I thought that I might have come across something that would be a solution for what this person was looking for. However, they clarified what they needed the function to do on their website and left me a comment with some more info:

“Thanks for citing us but the article was about making a unique chars string. For example: “aabbccaaaaaddee” will become “abcade“. That is what I accomplished in the article. I know very well regular expression and there are some way of accomplishing that but not in one step. Every char of the string must be separated by a separator (ex: comma, pipe, etc) and then apply the lookback regular expression.

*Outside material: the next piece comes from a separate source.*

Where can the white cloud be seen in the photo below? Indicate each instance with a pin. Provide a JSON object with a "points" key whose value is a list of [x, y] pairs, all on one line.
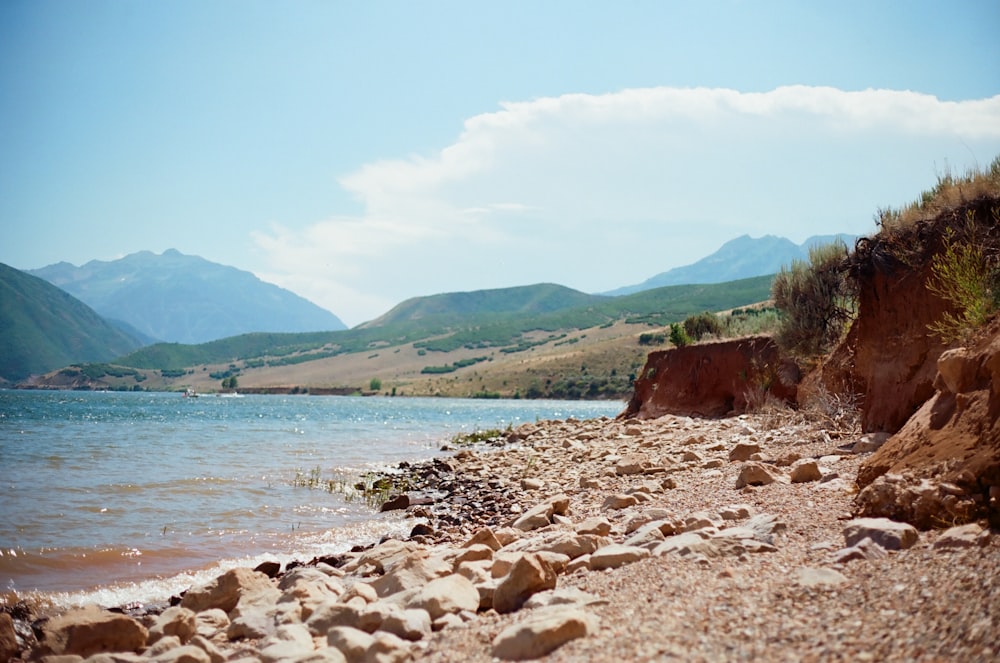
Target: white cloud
{"points": [[598, 191]]}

The beauty of using regular expressions is this: a lot of steps that are needed to accomplish some string formating/parsing can be done in one step using RegExp. But if there are the same amount of steps it will be faster not to use RegExp.”

I love programming and I definitely love a challenge and so, webdev.andrei: I accept your challenge.

$str = 'aabbccaaaaaddee';
echo preg_replace('{(.)\1+}','$1',$str);
//abcade

This type of simple expression is thanks to a commenter that dropped by named TLP. We’ll try break it down to see how it works. The curly braces {(.)\1+} without a number in the middle means to repeat it as many times as needed until it no longer occurs. The round brackets {(.)\1+} create something called a backreference. A backreference allows it to reuse part of the regular expression match in the expression itself. So, when it comes to the first character repeating more than once, it will replace it with a single version of itself (or $1). It then places itself back in at the location of the backslash-1 {(.)\1+}.

Throughout the night until the wee hours of the morning I was furthering my ‘regex-fu’. I ultimately came to a simple loop that seems to satisfy the issue.

$string = 'aabbccaaaaaddee';
$new_string = '';
$starting_char = 0;
while (strlen($string) > 0 && $starting_char < strlen($string)) {
    $blah = preg_match('/[A-z]{2,}/', $string, $matches);
    $letter = $matches[0][$starting_char];
    $new_string .= $letter;
    $regex = '/' . $letter . '{2,}/';
    $string = preg_replace($regex, $letter, $string);
    $starting_char++;
}
echo $new_string;

In short: it tries to find a repeating character. When it finds one, it replaces it with a single version of itself. Now that it knows the first repeating instance is now a single character in the string, it can move on to the next character of the string and try that one out. It does this until there are only single instances of each character left in the string.

And there you have it. This could be done with any number of different characters by altering the first line of the loop and inputting a different range of characters instead of [A-z].

I hope this helps others and especially hope that webdev.andrei can get some use out of it.